O tempo das prestações, das obrigações e do tédio desposa os espaços do consumo em bodas incessantes e fúnebres. O trabalho reproduz o ambiente social que reproduz a resignação ao trabalho. Se amam as noites frente a televisão porque se passou todo o dia no escritório ou no metrô. Estar calado na fábrica transforma os gritos do estádio em uma promessa de felicidade. A sensação de culpa na escola reivindica a irresponsabilidade idiota do sábado a noite, na discoteca. A publicidade dos outdoors faz sonhar somente a olhos saídos do Mc Donalds, etc.
Temos que saber experimentar a liberdade para ser livre. Temos que nos liberar para podermos faze experiências da liberdade. No interior da ordem social presente, o tempo e o espaço impedem a experiência da liberdade porque sufocam a liberdade da experiência.
– III –
“os tigres da cólera são mais sábios que os cavalos da inteligência.”
W.Blake
Somente transtornando os imperativos do tempo e do espaço social se podem imaginar novas relações e novos ambientes. O velho filósofo dizia que se deseja somente sobre a base daquilo que se conhece. Os desejos podem mudar somente se muda a vida que os fazem nascer. Para falar claro, a insurreição contra os tempos e lugares do poder é uma necessidade material e ao mesmo tempo psicológica.

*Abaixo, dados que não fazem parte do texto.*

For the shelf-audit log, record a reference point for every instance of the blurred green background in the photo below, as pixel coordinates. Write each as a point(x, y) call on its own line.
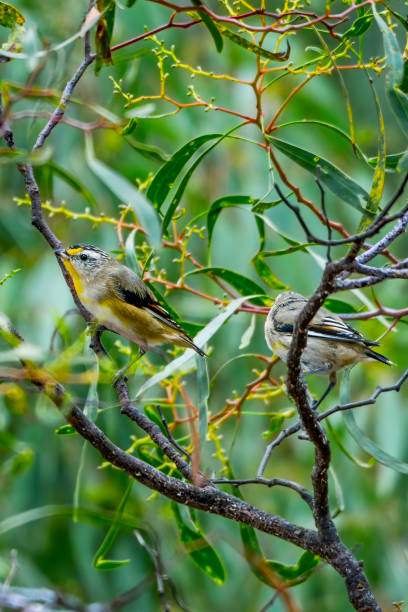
point(39, 468)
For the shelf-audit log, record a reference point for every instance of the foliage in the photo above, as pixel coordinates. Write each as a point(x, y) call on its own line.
point(166, 154)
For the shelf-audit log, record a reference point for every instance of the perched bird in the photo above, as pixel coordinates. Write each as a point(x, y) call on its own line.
point(119, 300)
point(331, 343)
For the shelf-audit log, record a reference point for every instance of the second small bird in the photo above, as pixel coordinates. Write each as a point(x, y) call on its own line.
point(119, 300)
point(331, 343)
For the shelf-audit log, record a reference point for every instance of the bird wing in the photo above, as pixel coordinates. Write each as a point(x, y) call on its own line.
point(326, 327)
point(333, 328)
point(129, 288)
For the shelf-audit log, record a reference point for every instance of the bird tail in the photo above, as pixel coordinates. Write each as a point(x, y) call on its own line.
point(196, 348)
point(379, 357)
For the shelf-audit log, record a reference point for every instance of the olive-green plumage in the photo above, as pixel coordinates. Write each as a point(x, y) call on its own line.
point(119, 300)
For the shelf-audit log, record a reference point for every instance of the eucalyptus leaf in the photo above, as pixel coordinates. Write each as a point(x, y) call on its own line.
point(126, 192)
point(332, 177)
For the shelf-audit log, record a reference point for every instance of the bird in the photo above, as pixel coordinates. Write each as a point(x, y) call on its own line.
point(331, 344)
point(119, 300)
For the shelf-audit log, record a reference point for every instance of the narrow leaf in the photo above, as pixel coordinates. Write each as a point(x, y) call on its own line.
point(73, 182)
point(335, 179)
point(359, 436)
point(211, 26)
point(248, 333)
point(203, 391)
point(165, 178)
point(377, 186)
point(10, 17)
point(199, 549)
point(125, 191)
point(99, 561)
point(183, 184)
point(398, 98)
point(266, 273)
point(241, 283)
point(200, 340)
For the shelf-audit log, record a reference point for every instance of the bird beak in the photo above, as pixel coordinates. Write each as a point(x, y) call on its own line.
point(61, 253)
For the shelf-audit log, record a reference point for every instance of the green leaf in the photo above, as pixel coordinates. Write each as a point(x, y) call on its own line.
point(366, 465)
point(377, 186)
point(241, 283)
point(338, 306)
point(248, 333)
point(297, 246)
point(148, 151)
point(20, 156)
point(183, 184)
point(391, 161)
point(99, 562)
point(211, 26)
point(359, 436)
point(256, 49)
point(266, 273)
point(103, 33)
point(203, 391)
point(166, 176)
point(200, 340)
point(130, 250)
point(153, 414)
point(65, 430)
point(126, 192)
point(358, 28)
point(73, 182)
point(9, 275)
point(395, 62)
point(306, 563)
point(10, 17)
point(224, 202)
point(199, 549)
point(276, 422)
point(335, 179)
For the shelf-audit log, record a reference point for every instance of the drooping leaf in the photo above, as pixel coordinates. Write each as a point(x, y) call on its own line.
point(99, 561)
point(391, 161)
point(338, 306)
point(241, 283)
point(281, 56)
point(248, 333)
point(398, 98)
point(203, 392)
point(10, 17)
point(65, 430)
point(378, 182)
point(103, 33)
point(200, 340)
point(166, 176)
point(306, 563)
point(199, 549)
point(9, 275)
point(183, 183)
point(149, 151)
point(332, 177)
point(266, 273)
point(73, 182)
point(358, 28)
point(125, 191)
point(359, 436)
point(211, 27)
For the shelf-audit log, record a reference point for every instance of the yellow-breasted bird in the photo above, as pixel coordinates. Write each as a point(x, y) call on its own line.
point(331, 343)
point(119, 300)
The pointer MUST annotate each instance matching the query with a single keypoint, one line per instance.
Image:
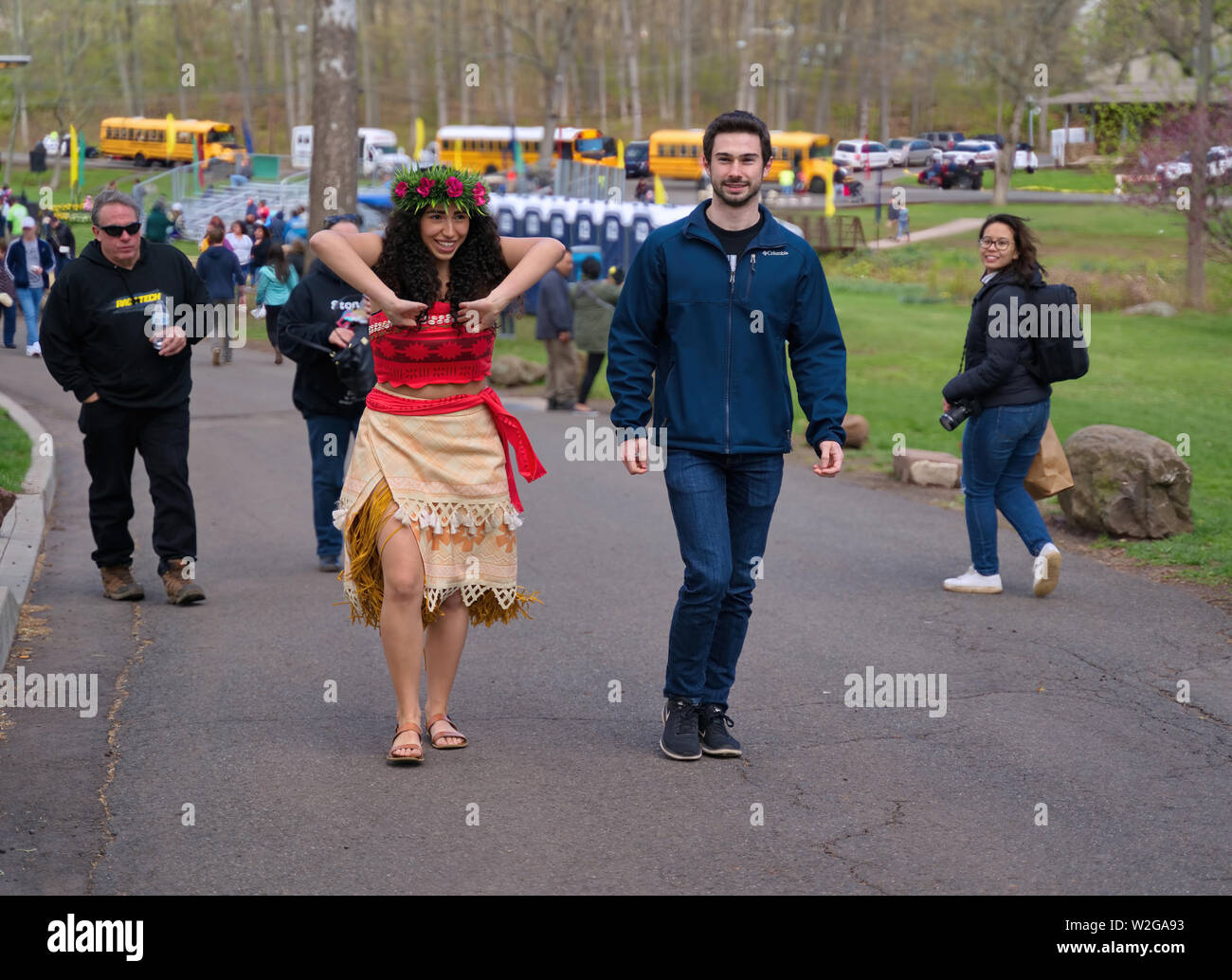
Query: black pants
(594, 359)
(161, 437)
(271, 324)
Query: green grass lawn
(1045, 179)
(13, 454)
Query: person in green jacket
(275, 280)
(156, 224)
(592, 306)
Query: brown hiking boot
(177, 581)
(118, 583)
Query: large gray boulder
(509, 370)
(1128, 483)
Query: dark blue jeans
(998, 446)
(328, 440)
(722, 508)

Bakunin dizia que as revoluções são realizadas por 3/4 de fantasia e 1/4 de realidade. O que importa é entender onde nasce a fantasia que faz explodir a revolta generalizada. O desencadear-se de todas as paixões, como dizia o revolucionário russo, é a força irresistível da transformação. Por mais que tudo isso possa fazer sorrir aos resignados ou aos frios analistas dos movimentos históricos do capital, poderemos dizer – se dito jargão não nos desse indigestão – que uma idéia tal da revolução é extremamente moderna. As paixões são más portanto são prisioneiras, sufocadas por uma normalidade que é o mais frio dos gélidos monstros. No entanto, mas também o são porque a vontade de vida, antes de desaparecer sobre o peso de deveres e máscaras, se transforma em seu contrário. Submetida às obrigações cotidianas, a vida se nega repetidamente a si mesma e reaparece a figura do escravo; diante da busca desesperada por espaço, ela se faz presença onírica, contração física, tique nervoso, violência idiota e gregária. O insuportável das atuais condições de vida não é talvez testemunhado pela massiva difusão de psicofármicos, esta nova intervenção do Estado social?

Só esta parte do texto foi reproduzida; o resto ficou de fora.